In den letzten Jahren entfiel das Gros der chinesischen Bauprojekte in der Region auf den Energiesektor gefolgt vom Transport. In Zukunft wird der Gesundheitsbereich (Krankenhausbau) wichtiger werden sowie alles rund um die Digitalisierung/Telekommunikation. Interesse besteht auch an Chinas Verfahren zu "sicheren Städten".

Fachleute warnen vor Abhängigkeiten

Für Lateinamerika ist dies eine Herausforderung. Denn Kreditvergaben Chinas an Entwicklungsländer sind umstritten. Kritiker werfen dem Land vor, seine Kreditnehmer in eine Schuldenfalle laufen zu lassen.

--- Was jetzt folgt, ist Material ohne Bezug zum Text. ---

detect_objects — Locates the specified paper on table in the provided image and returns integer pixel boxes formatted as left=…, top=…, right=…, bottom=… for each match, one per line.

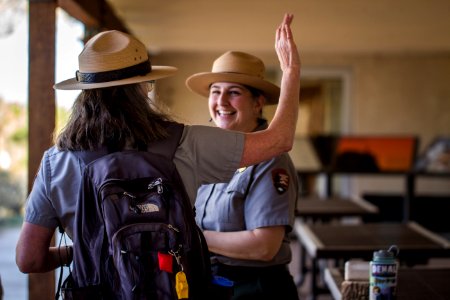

Befürworter halten dagegen, dass chinesische Kredite überhaupt erst die Möglichkeit zur Durchführung bestimmter Projekte bieten. Tatsache ist, dass nur sehr wenig über die Kreditbedingungen nach außen dringt, obwohl China inzwischen laut Center of Global Development zum größten offiziellen bilateralen Gläubiger der Welt avanciert ist.

Dabei wird laut einer Studie des Kieler Instituts für Weltwirtschaft nicht einmal die Hälfte der Kredite, die China an Entwicklungsländer vergibt, dem Internationalen Währungsfonds oder der Weltbank gemeldet. Ein Grund für diese Undurchsichtigkeit sei, dass die chinesischen Auslandskredite auch als Druckmittel dienen, um die investitions-, handels- oder außenpolitischen Ziele Chinas durchzusetzen.